Wightman Sean C, Kim Anthony W, Proia Laurie A, Faber L Penfield, Gattuso Paolo, Warren William H, Liptay Michael J
Division of Thoracic Surgery, Rush University Medical Center, Chicago, Illinois 60612, USA.
Ann Thorac Surg. 2009 Oct;88(4):1352-4. doi: 10.1016/j.athoracsur.2009.02.087.
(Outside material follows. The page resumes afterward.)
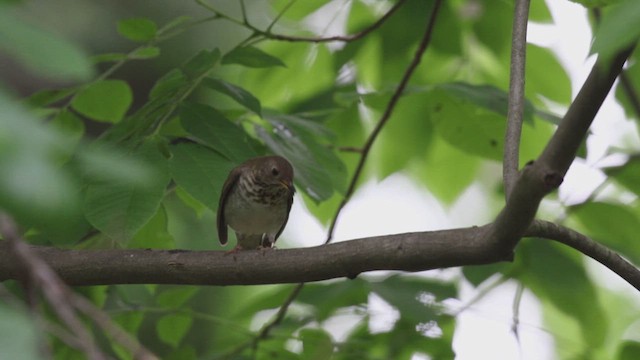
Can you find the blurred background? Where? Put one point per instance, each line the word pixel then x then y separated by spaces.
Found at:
pixel 414 181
Fibrosing mediastinitis due to Aspergillus is rare, particularly in the immunocompetent host. Fibrosing mediastinitis due to Aspergillus species in the immunocompetent patient can be indolent and may be treated with antifungal therapy rather than surgery. We present a 78-year-old nonsmoking, nondiabetic woman with chronic fibrosing mediastinitis due to Aspergillus. Multiple attempts at securing a tissue diagnosis were inconclusive. Ultimately, Aspergillus infection was diagnosed by a video-assisted thoracoscopic surgical biopsy. The patient was started on oral voriconazole, and she remains clinically stable with radiographic improvement. A prolonged, perhaps lifelong, course of antifungal therapy is planned.
曲霉菌引起的纵隔纤维化较为罕见,在免疫功能正常的宿主中尤其如此。免疫功能正常的患者由曲霉菌引起的纵隔纤维化可能进展缓慢,可采用抗真菌治疗而非手术治疗。我们报告了一名78岁不吸烟、无糖尿病的女性,患有曲霉菌引起的慢性纵隔纤维化。多次尝试获取组织诊断均未得出明确结论。最终,通过电视辅助胸腔镜手术活检诊断为曲霉菌感染。患者开始口服伏立康唑,目前临床症状稳定,影像学表现有所改善。计划进行长期(可能是终身)的抗真菌治疗。